Feature Purification: How Adversarial Training Performs Robust Deep Learning

AI-generated keywords: Feature Purification

AI-generated Key Points

The license of the paper does not allow us to build upon its content and the key points are generated using the paper metadata rather than the full article.

  • Zeyuan Allen-Zhu and Yuanzhi Li explore the effectiveness of Adversarial Training in defending deep learning models against adversarial perturbations
  • Introduction of Feature Purification concept to address accumulation of specific small dense mixtures in hidden weights during neural network training
  • Demonstrated evidence that training a neural network over original data is susceptible to non-robustness against small adversarial perturbations within a certain radius
  • Through adversarial training, models can be proven robust against ANY perturbations within the same radius, even with empirical perturbation algorithms like FGM
  • Complexity lower bound established indicating that models with low complexity are unable to defend against perturbations within a certain radius regardless of training algorithms used
Also access our AI generated: Comprehensive summary, Lay summary, Blog-like article; or ask questions about this paper to our AI assistant.

Authors: Zeyuan Allen-Zhu, Yuanzhi Li

v2 and V3 polish writing and experiments, V4 adds experiments showing that adversarial training can be done through low-rank updates

Abstract: Despite the empirical success of using Adversarial Training to defend deep learning models against adversarial perturbations, so far, it still remains rather unclear what the principles are behind the existence of adversarial perturbations, and what adversarial training does to the neural network to remove them.
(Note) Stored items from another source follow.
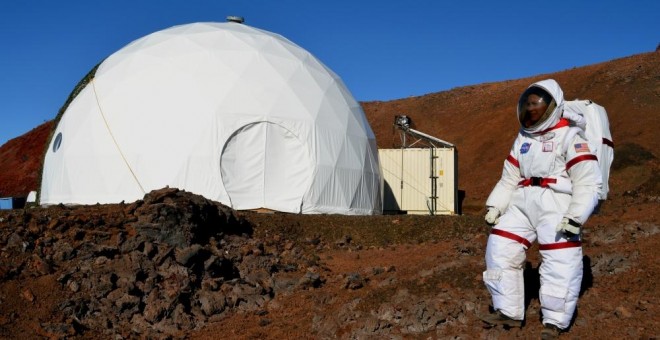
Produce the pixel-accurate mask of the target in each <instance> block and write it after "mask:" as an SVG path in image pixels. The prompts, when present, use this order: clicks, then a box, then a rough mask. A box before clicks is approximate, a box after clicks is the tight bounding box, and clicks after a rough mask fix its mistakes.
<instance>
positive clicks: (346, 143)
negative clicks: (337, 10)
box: [40, 23, 381, 214]
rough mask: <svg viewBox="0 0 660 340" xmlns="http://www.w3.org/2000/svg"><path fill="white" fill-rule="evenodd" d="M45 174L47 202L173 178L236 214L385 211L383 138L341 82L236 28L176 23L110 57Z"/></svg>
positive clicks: (162, 181)
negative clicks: (252, 212)
mask: <svg viewBox="0 0 660 340" xmlns="http://www.w3.org/2000/svg"><path fill="white" fill-rule="evenodd" d="M58 135H59V136H61V137H59V138H58ZM56 143H57V145H55V144H56ZM58 145H59V147H57V146H58ZM43 171H44V173H43V179H42V186H41V196H40V198H41V200H40V203H41V204H58V203H65V204H69V203H70V204H95V203H117V202H120V201H125V202H133V201H136V200H138V199H141V198H142V197H143V196H144V194H145V193H147V192H149V191H151V190H154V189H160V188H163V187H165V186H169V187H176V188H179V189H182V190H186V191H189V192H193V193H196V194H200V195H203V196H205V197H206V198H208V199H211V200H215V201H219V202H222V203H223V204H226V205H228V206H230V207H233V208H235V209H256V208H267V209H272V210H278V211H284V212H293V213H299V212H301V213H338V214H374V213H379V212H380V211H381V195H380V174H379V167H378V153H377V149H376V141H375V137H374V134H373V132H372V130H371V127H370V126H369V123H368V121H367V119H366V117H365V115H364V112H363V111H362V109H361V107H360V105H359V104H358V103H357V102H356V101H355V99H354V98H353V97H352V95H351V94H350V92H349V91H348V89H347V88H346V87H345V85H344V84H343V83H342V81H341V80H340V79H339V77H338V76H337V75H336V74H335V73H333V72H332V71H331V70H330V69H328V68H327V67H326V66H325V65H323V64H322V63H321V62H320V61H318V60H317V59H316V58H315V57H314V56H312V55H311V54H310V53H309V52H307V51H305V50H304V49H302V48H301V47H299V46H297V45H295V44H293V43H292V42H290V41H289V40H287V39H285V38H283V37H282V36H280V35H277V34H273V33H270V32H266V31H263V30H259V29H256V28H253V27H250V26H247V25H243V24H238V23H194V24H188V25H182V26H175V27H172V28H169V29H166V30H163V31H159V32H155V33H153V34H150V35H148V36H146V37H143V38H141V39H138V40H136V41H134V42H132V43H131V44H129V45H127V46H126V47H124V48H122V49H121V50H119V51H117V52H116V53H114V54H112V55H111V56H110V57H108V58H107V59H106V60H104V61H103V62H102V64H101V65H100V66H99V68H98V69H97V71H96V74H95V77H94V80H93V81H92V82H90V83H89V84H88V85H87V86H86V87H85V88H84V89H83V90H82V91H81V92H80V93H79V94H78V96H77V97H76V98H75V99H74V100H73V102H72V103H71V104H70V105H69V107H68V108H67V110H66V112H65V113H64V114H63V116H62V118H61V120H60V121H59V123H58V125H57V127H56V131H55V133H54V137H53V140H52V141H51V145H50V147H49V149H48V152H47V154H46V158H45V161H44V170H43Z"/></svg>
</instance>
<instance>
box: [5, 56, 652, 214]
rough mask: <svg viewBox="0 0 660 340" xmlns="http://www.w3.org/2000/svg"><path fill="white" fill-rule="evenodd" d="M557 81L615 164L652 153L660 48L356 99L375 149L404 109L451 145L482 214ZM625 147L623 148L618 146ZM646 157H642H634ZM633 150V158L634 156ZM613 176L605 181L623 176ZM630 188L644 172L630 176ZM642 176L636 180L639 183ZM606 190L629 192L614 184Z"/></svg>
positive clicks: (10, 145) (388, 131)
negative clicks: (607, 136)
mask: <svg viewBox="0 0 660 340" xmlns="http://www.w3.org/2000/svg"><path fill="white" fill-rule="evenodd" d="M546 78H554V79H556V80H557V81H558V82H559V83H560V85H561V86H562V88H563V90H564V95H565V97H566V98H567V99H575V98H581V99H591V100H593V101H595V102H597V103H599V104H600V105H603V106H604V107H605V108H606V109H607V111H608V114H609V117H610V124H611V129H612V135H613V139H614V143H615V151H616V152H615V166H620V165H617V163H619V164H620V162H621V161H623V160H625V159H627V158H625V157H627V156H625V154H626V153H632V155H630V156H631V157H633V158H635V157H647V158H648V157H650V158H657V152H658V151H657V150H658V149H659V147H660V145H659V144H660V138H658V137H657V131H656V128H657V127H658V126H660V122H659V121H658V118H659V117H660V52H651V53H644V54H638V55H633V56H630V57H626V58H621V59H616V60H612V61H608V62H604V63H600V64H595V65H591V66H586V67H580V68H574V69H570V70H565V71H561V72H557V73H552V74H545V75H538V76H534V77H529V78H524V79H516V80H510V81H504V82H497V83H487V84H479V85H473V86H467V87H461V88H455V89H452V90H450V91H443V92H438V93H431V94H427V95H424V96H419V97H411V98H405V99H399V100H393V101H387V102H383V101H376V102H365V103H362V105H363V108H364V110H365V113H366V115H367V118H368V119H369V122H370V124H371V126H372V128H373V130H374V133H375V134H376V138H377V141H378V146H379V147H381V148H391V147H398V146H399V144H397V143H400V142H399V136H398V134H397V133H396V132H395V131H394V129H393V126H392V122H393V120H394V116H395V115H398V114H406V115H408V116H410V117H412V119H413V123H414V124H415V127H416V129H418V130H420V131H422V132H425V133H427V134H430V135H433V136H437V137H439V138H441V139H444V140H447V141H449V142H451V143H454V144H455V145H456V146H457V148H458V152H459V166H458V169H459V189H460V190H464V191H465V193H466V198H465V201H464V202H463V211H464V212H466V213H470V212H474V211H480V210H481V209H482V206H483V202H484V201H485V199H486V198H487V196H488V193H489V192H490V189H491V188H492V187H493V185H494V184H495V182H496V181H497V179H498V178H499V176H500V171H501V166H502V162H503V161H504V159H505V158H506V155H507V153H508V151H509V148H510V146H511V143H512V142H513V139H514V137H515V136H516V133H517V128H518V126H517V122H516V119H515V105H516V102H517V99H518V96H519V95H520V93H521V92H522V91H523V90H524V89H525V88H526V87H527V86H528V85H529V84H531V83H533V82H535V81H538V80H542V79H546ZM52 124H53V123H52V121H51V122H47V123H44V124H42V125H40V126H38V127H36V128H35V129H33V130H32V131H30V132H28V133H26V134H25V135H23V136H20V137H17V138H15V139H12V140H10V141H9V142H7V143H6V144H4V145H3V146H2V147H0V169H3V170H2V172H0V197H4V196H26V195H27V193H28V192H29V191H30V190H35V189H36V188H37V187H38V182H39V175H38V173H39V169H40V168H41V162H42V153H43V151H44V148H45V144H46V139H47V137H48V135H49V133H50V130H51V129H52ZM620 148H623V149H620ZM640 154H641V155H646V156H640ZM635 155H637V156H635ZM615 175H616V174H612V178H611V181H612V182H613V183H615V184H616V182H617V181H628V180H629V179H628V178H617V177H616V176H615ZM635 176H636V181H635V185H639V184H641V183H643V182H644V180H645V178H640V176H641V177H648V176H650V173H649V171H646V172H643V173H642V174H636V175H635ZM640 181H641V182H640ZM619 184H620V185H612V190H613V191H615V192H616V191H617V190H630V189H632V188H631V187H630V185H625V184H624V183H619Z"/></svg>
In this paper, we present a principle that we call Feature Purification, where we show one of the causes of the existence of adversarial examples is the accumulation of certain small dense mixtures in the hidden weights during the training process of a neural network; and more importantly, one of the goals of adversarial training is to remove such mixtures to purify hidden weights. We present both experiments on the CIFAR-10 dataset to illustrate this principle, and a theoretical result proving that for certain natural classification tasks, training a two-layer neural network with ReLU activation using randomly initialized gradient descent indeed satisfies this principle. Technically, we give, to the best of our knowledge, the first result proving that the following two can hold simultaneously for training a neural network with ReLU activation. (1) Training over the original data is indeed non-robust to small adversarial perturbations of some radius. (2) Adversarial training, even with an empirical perturbation algorithm such as FGM, can in fact be provably robust against ANY perturbations of the same radius. Finally, we also prove a complexity lower bound, showing that low complexity models such as linear classifiers, low-degree polynomials, or even the neural tangent kernel for this network, CANNOT defend against perturbations of this same radius, no matter what algorithms are used to train them.

Submitted to arXiv on 20 May. 2020

Ask questions about this paper to our AI assistant

You can also chat with multiple papers at once here.

The license of the paper does not allow us to build upon its content and the AI assistant only knows about the paper metadata rather than the full article.

AI assistant instructions?

Results of the summarizing process for the arXiv paper: 2005.10190v4

This paper's license doesn't allow us to build upon its content and the summarizing process is here made with the paper's metadata rather than the article.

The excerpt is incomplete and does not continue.